You are hard-coding things to try and accommodate fundamental failures. You’re also betraying the usability of a model by already knowing and instructing the model on what to expect. Might as well watch the video yourself at this point.

Indeed. If you found yourself a nice comfortable position I would think it would only last until the next video. You need something generalized enough to accommodate the wide(ish) variety of videos you intend to analyze.

Admittedly, I’m also new in the true video understanding w/ LLM game. I think a lot of people are. I guess that makes us pioneers :saluting_face:

There’s a lot of very cool technologies being released.

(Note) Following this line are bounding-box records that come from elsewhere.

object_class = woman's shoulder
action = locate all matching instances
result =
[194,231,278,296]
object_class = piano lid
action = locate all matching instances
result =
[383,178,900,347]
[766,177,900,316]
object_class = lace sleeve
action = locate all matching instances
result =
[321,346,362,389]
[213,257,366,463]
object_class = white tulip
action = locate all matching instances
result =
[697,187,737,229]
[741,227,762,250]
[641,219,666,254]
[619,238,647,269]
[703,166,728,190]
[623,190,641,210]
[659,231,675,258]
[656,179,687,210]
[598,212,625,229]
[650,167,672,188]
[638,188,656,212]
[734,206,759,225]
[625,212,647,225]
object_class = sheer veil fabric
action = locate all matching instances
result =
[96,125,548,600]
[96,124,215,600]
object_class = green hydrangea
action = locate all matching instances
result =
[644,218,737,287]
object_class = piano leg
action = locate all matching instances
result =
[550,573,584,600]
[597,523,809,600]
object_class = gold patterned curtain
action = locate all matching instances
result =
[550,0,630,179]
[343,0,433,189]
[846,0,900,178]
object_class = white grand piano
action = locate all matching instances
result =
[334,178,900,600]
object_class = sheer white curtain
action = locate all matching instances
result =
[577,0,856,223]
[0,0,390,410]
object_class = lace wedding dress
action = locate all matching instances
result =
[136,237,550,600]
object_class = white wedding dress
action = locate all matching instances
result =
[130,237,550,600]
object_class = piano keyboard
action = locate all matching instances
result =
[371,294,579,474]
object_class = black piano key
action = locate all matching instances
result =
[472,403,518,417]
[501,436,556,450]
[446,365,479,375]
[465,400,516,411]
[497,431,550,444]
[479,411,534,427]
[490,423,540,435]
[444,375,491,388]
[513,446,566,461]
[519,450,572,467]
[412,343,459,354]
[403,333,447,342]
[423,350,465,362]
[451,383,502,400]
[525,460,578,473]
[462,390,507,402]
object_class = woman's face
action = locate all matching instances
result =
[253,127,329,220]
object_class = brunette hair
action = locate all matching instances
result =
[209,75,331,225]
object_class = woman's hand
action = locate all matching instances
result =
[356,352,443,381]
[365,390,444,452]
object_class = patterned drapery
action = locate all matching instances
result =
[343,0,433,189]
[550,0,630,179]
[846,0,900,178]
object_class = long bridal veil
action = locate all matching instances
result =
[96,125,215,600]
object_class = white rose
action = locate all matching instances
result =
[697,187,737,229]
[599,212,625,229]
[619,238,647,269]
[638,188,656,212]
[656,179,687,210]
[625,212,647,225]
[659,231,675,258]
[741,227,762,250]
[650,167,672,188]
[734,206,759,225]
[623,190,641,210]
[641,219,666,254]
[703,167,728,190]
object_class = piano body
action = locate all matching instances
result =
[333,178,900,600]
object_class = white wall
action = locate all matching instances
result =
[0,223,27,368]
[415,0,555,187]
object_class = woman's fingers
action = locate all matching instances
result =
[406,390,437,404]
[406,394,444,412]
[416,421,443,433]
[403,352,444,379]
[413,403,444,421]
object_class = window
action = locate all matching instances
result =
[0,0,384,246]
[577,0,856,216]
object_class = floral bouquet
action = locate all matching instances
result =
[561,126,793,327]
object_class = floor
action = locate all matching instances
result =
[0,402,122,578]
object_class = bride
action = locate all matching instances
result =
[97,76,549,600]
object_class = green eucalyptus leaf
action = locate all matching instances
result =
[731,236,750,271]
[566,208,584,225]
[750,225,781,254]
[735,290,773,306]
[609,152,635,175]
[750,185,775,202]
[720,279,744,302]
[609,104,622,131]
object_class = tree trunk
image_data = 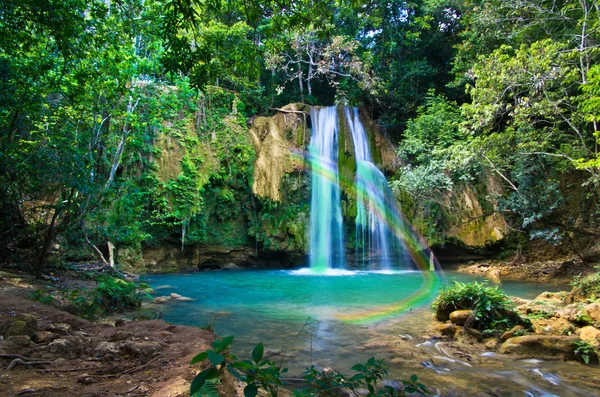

I can’t say if this will actually be helpful, but I do understand, on a fundamental level that what you’re experiencing is an attention issue. There’s just too much going on.

So, I can’t say “this is your solution”, as I’d like to, but, as a fellow pionner I can show you what I’ve been looking at and hope to implement. I would like to see what your opinion of it as well, and maybe see if it directly helps, or maybe if it leads you onto a path to something that solves your issue:

Multimodal Large Language Models (MLLMs) have shown promising progress in understanding and analyzing video content. However, processing long videos remains a significant challenge constrained by the given context length. To address this limitation, we propose LongVU, a spatiotemporal adaptive compression mechanism to reduce the number of video tokens while preserving visual details of long videos. Our idea is based on leveraging cross-modal query and inter-frame dependencies to adaptively reduce temporal and spatial redundancy in videos. Specifically, we leverage DINOv2 features to remove redundant frames that exhibit high similarity. Then we utilize text-guided cross-modal query for selective frame feature reduction. Further, we perform spatial token reduction across frames based on their temporal dependencies. Our adaptive compression strategy effectively processes a large number of frames with little visual information loss within limited context length. Our LongVU consistently surpass existing methods across a variety of video understanding benchmarks, especially on hour-long video understanding tasks such as VideoMME and MLVU. Given a light-weight LLM, our LongVU also scales effectively into a smaller size with state-of-the-art video understanding performance.